Sunday, 8 July 2007

The New Blockaders Feature

This is something that appeared in The Toy Pirate Fanzine.

The New Blockaders Are Big

“We are The New Blockaders. Blockade is resistance. It is our duty to blockade and induce others to Blockade. Anti-books, anti-art, anti-music, anti-clubs, anti-communication. We will make anti-statements about anything and everything. We will make a point of being pointless.”


So read the 1982 manifesto of the New Blockaders. A group who, more than any other, define the essence of true noise music both in art and in act. They have existed for over two decades in complete anonymity but their influence on the current crop of popular crossover noise artists such as Prurient and Wolf Eyes is immeasurable.

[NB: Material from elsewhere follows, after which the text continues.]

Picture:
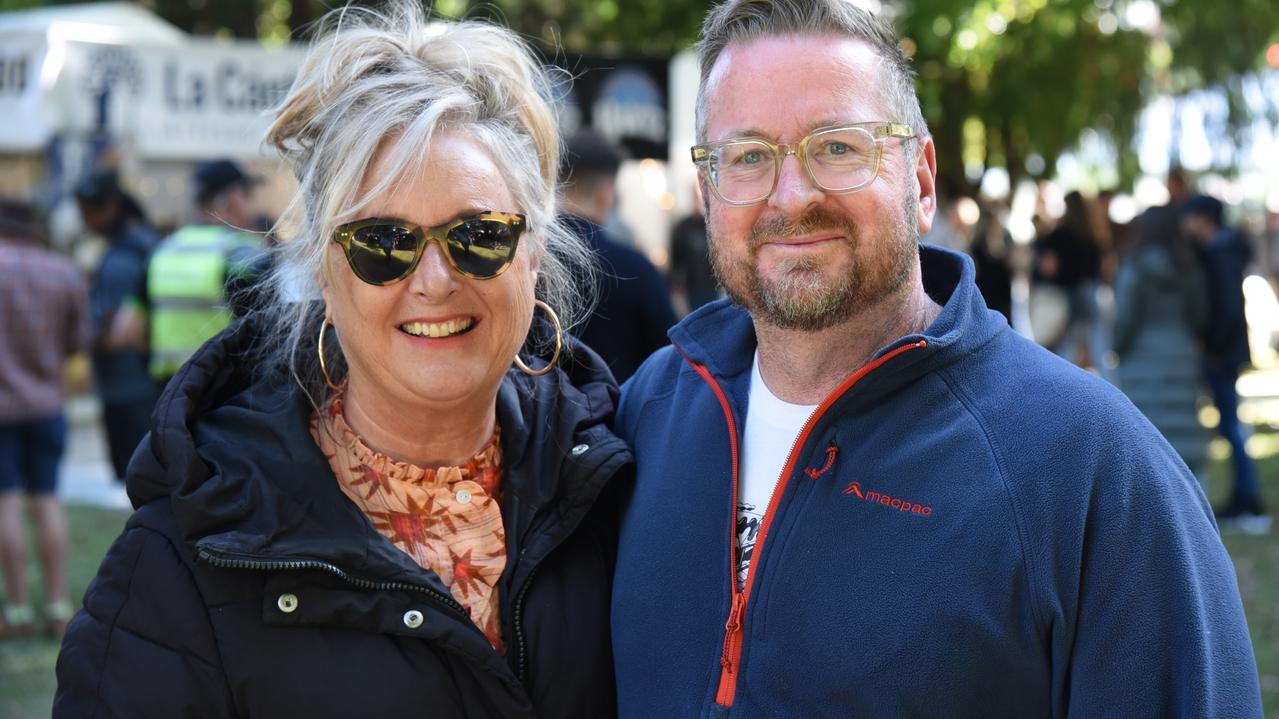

Emerging at the beginning of the 1980’s alongside the industrial grind of Throbbing Gristle and the harsh, abrasive power-electronics of Whitehouse the New Blockaders stood out through a purity of vision. Their first record, 1982’s Changez Les Blockeurs, is noise in it’s most rudimentary form: metallic grating sounds and analogue feedback redefined what could be classified as music. Its abstract form and Dadaist construction challenged all that had appeared before. It’s anti-music approach presented a recording closer to the theory-driven work of Einsturzende Neubauten than their supposed contemporaries.

They would appear rarely and when they did it would be in balaclavas. The records would emerge even more infrequently with little information and in tiny runs. No one knows who is, was or has been a New Blockader. The only fact that is clear is that the singular constant in their evolution has been a man named Richard Rupenus who selects artists to work with and anything that is created is released under the banner of the Blockaders with all sense of individuality sacrificed for the end product. Collaborations in recent years with artists such as Sonic Youth’s Thurston Moore and the enigmatic Japanese musician Merzbow have bough their anti-sound to a younger and diverse audience.

The Blockaders made a rare, recent live appearance at the All Tomorrow’s Parties festival in December. They performed alongside The Haters, an American collective of a similar vintage who once released a blank CD that the listener had to “scratch in order hear”. The screed wall of sound created had apparently been in accordance with Rupenus’ simple order to: “go for half an hour as low and loud as you can”. It was one of the most incredible half hours of my life.